TPL Dataflow and async/await vs CCR - part 5

I got a tip from a co-worker that your choice of waiting for a scatter gather operation as described in part 3 may have a huge performance impact. I made three version of the FibonacciAsync, one that awaits on the return statement, one that uses the Task.WaitAll method and one that just awaits each call as it is made. There are some interesting results when I introduced a one second delay in the asynchronous fibonacci.
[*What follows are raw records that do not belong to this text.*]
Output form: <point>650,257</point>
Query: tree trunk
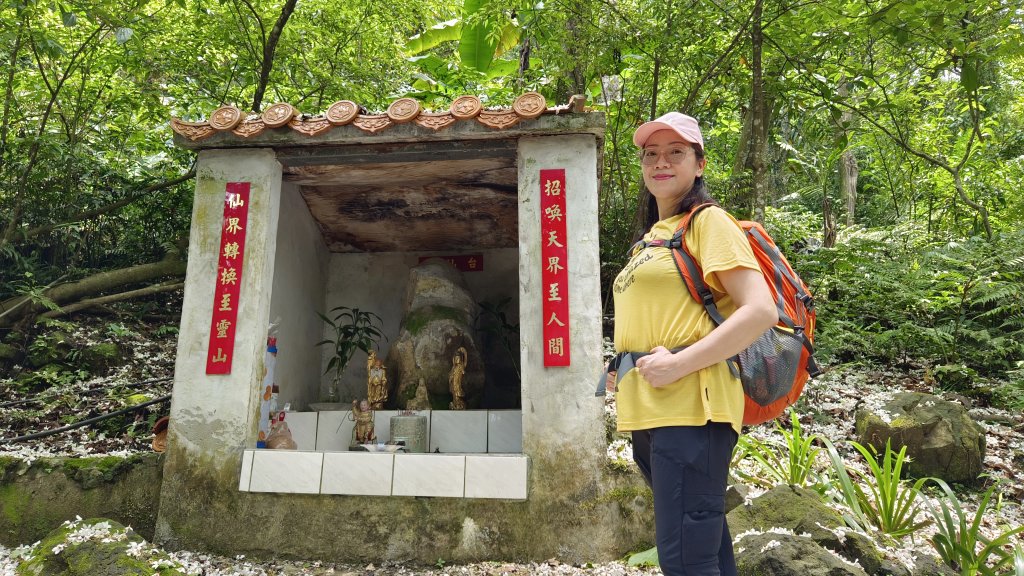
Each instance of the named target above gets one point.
<point>169,286</point>
<point>269,47</point>
<point>171,265</point>
<point>848,183</point>
<point>828,222</point>
<point>759,120</point>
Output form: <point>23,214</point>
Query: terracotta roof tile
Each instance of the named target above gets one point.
<point>463,109</point>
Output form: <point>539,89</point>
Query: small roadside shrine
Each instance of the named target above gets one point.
<point>296,214</point>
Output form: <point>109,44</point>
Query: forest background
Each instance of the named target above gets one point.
<point>882,142</point>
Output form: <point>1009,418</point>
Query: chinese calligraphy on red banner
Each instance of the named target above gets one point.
<point>555,274</point>
<point>462,262</point>
<point>228,283</point>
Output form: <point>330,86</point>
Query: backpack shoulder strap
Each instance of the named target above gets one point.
<point>690,270</point>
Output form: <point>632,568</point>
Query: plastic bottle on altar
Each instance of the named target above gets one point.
<point>268,391</point>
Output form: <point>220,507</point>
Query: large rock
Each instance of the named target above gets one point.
<point>803,511</point>
<point>437,320</point>
<point>772,553</point>
<point>96,547</point>
<point>941,439</point>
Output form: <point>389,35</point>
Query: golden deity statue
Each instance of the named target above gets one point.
<point>376,381</point>
<point>364,417</point>
<point>455,379</point>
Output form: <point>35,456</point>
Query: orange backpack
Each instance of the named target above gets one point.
<point>774,369</point>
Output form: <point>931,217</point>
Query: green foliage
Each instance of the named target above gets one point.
<point>961,541</point>
<point>899,296</point>
<point>792,462</point>
<point>353,329</point>
<point>888,504</point>
<point>646,558</point>
<point>119,330</point>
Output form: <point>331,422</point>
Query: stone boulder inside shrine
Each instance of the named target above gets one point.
<point>437,320</point>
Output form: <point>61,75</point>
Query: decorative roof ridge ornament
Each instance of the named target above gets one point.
<point>401,111</point>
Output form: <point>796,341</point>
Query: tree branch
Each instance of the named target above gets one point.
<point>268,50</point>
<point>168,286</point>
<point>112,206</point>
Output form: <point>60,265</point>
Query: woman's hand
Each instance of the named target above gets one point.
<point>659,367</point>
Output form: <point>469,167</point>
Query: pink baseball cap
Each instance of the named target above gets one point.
<point>685,126</point>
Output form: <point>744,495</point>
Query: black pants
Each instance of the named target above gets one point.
<point>687,468</point>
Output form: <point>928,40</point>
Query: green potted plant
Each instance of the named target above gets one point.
<point>353,329</point>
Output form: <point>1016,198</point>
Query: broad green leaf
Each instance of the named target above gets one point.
<point>123,35</point>
<point>434,36</point>
<point>476,46</point>
<point>646,558</point>
<point>969,74</point>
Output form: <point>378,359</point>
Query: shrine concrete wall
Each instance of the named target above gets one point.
<point>299,280</point>
<point>578,508</point>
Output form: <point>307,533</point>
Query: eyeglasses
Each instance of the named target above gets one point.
<point>648,157</point>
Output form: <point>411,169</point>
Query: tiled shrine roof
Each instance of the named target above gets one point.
<point>229,120</point>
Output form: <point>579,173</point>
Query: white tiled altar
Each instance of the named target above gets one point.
<point>473,454</point>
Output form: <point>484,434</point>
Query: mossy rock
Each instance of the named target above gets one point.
<point>96,547</point>
<point>785,554</point>
<point>49,348</point>
<point>9,353</point>
<point>101,357</point>
<point>804,511</point>
<point>40,379</point>
<point>90,472</point>
<point>940,437</point>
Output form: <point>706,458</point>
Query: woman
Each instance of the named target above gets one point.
<point>680,401</point>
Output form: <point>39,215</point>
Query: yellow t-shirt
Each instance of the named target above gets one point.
<point>653,307</point>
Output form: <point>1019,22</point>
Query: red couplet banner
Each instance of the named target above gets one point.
<point>555,274</point>
<point>228,282</point>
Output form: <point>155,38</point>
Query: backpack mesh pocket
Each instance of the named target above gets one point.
<point>768,367</point>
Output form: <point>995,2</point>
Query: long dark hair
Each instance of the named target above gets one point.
<point>647,213</point>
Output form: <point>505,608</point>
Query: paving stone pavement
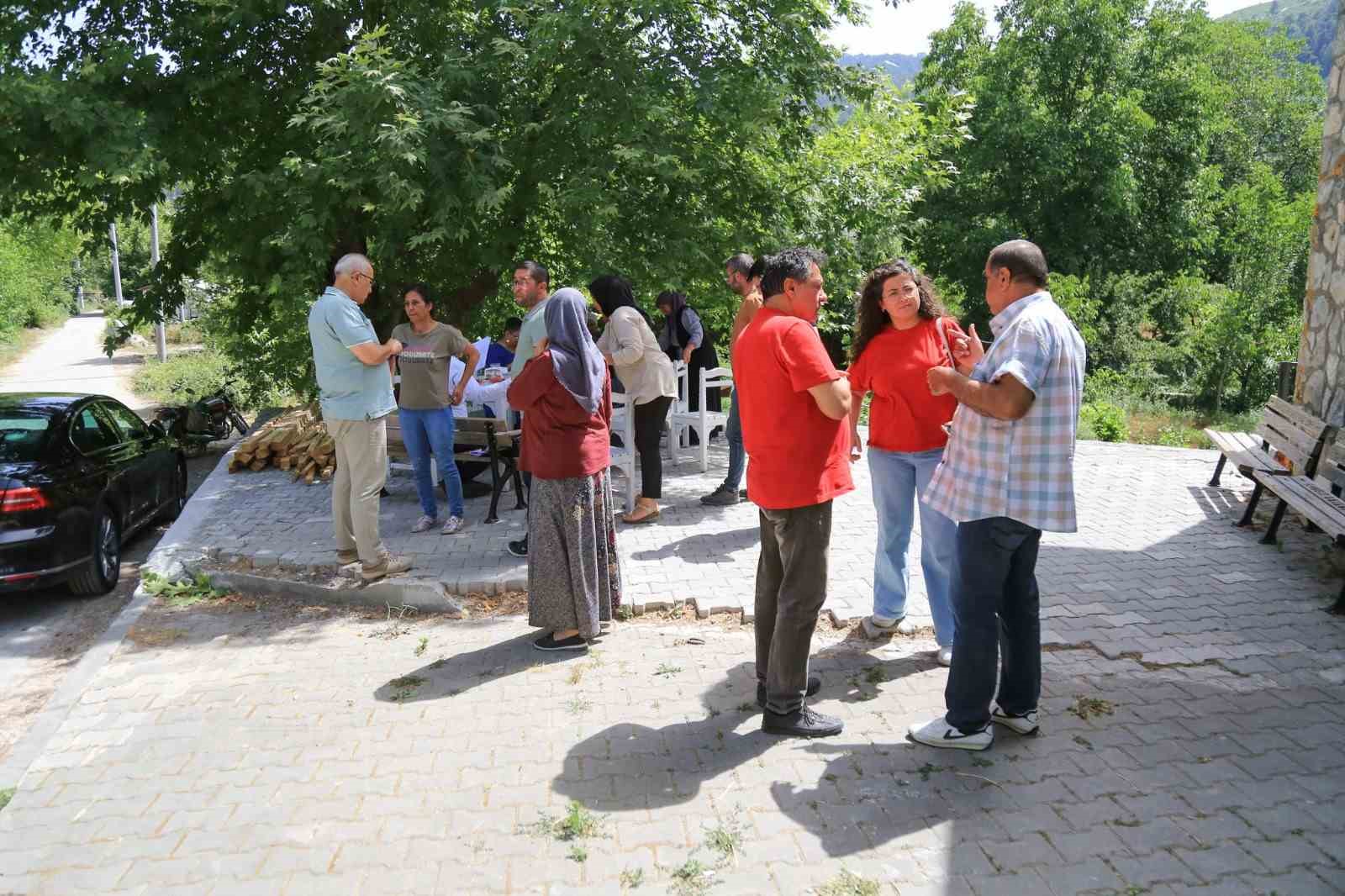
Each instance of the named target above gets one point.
<point>1192,725</point>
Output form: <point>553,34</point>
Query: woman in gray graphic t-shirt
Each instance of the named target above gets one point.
<point>425,405</point>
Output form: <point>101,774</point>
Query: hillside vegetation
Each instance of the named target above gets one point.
<point>1311,20</point>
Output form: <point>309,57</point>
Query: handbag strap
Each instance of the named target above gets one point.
<point>947,347</point>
Here is the code I used:

  1: namespace AsyncTests
 2: {
 3:     [TestClass]
 4:     public class SlowFibonacci
 5:     {
 6:         private async Task<int> FibonacciAsync1(int n)
 7:         {
 8:             await Task.Delay(TimeSpan.FromSeconds(1));
 9:  
 10:             if (n <= 1)
 11:                 return n;
 12:  
 13:             var n1 = FibonacciAsync1(n - 1);
 14:             var n2 = FibonacciAsync1(n - 2);
 15:  
 16:             return await n1 + await n2;
 17:         }
 18:  
 19:         private async Task<int> FibonacciAsync2(int n)
 20:         {
 21:             await Task.Delay(TimeSpan.FromSeconds(1));
 22:  
 23:             if (n <= 1)
 24:                 return n;
 25:  
 26:             var n1 = FibonacciAsync2(n - 1);
 27:             var n2 = FibonacciAsync2(n - 2);
 28:             Task.WaitAll(n1, n2);
 29:             return n1.Result + n2.Result;
 30:         }
 31:  
 32:         private async Task<int> FibonacciAsync3(int n)
 33:         {
 34:             await Task.Delay(TimeSpan.FromSeconds(1));
 35:  
 36:             if (n <= 1)
 37:                 return n;
 38:  
 39:             var n1 = await FibonacciAsync3(n - 1);
 40:             var n2 = await FibonacciAsync3(n - 2);
 41:  
 42:             return n1 + n2;
 43:         }
 44:         
 45:         [TestMethod]
 46:         public void TestFibonacciAsync1()
 47:         {
 48:             var n = FibonacciAsync1(6);
 49:             n.Wait();
 50:             Assert.AreEqual(8, n.Result);
 51:         }
 52:  
 53:         [TestMethod]
 54:         public void TestFibonacciAsync2()
 55:         {
 56:             var n = FibonacciAsync2(6);
 57:             n.Wait();
 58:             Assert.AreEqual(8, n.Result);
 59:         }
 60:  
 61:         [TestMethod]
 62:         public void TestFibonacciAsync3()
 63:         {
 64:             var n = FibonacciAsync3(6);
 65:             n.Wait();
 66:             Assert.AreEqual(8, n.Result);
 67:         }
 68:     }
 69: }

And the results look like this:

Turns out that only the first version completes in six seconds as I expected. Even the similar Task.WaitAll call which I expect to be equalient takes significantly longer to complete. Awaiting each asynchronous call as it is being made is obviously a bad idea when a scatter/gather operation is more suitable.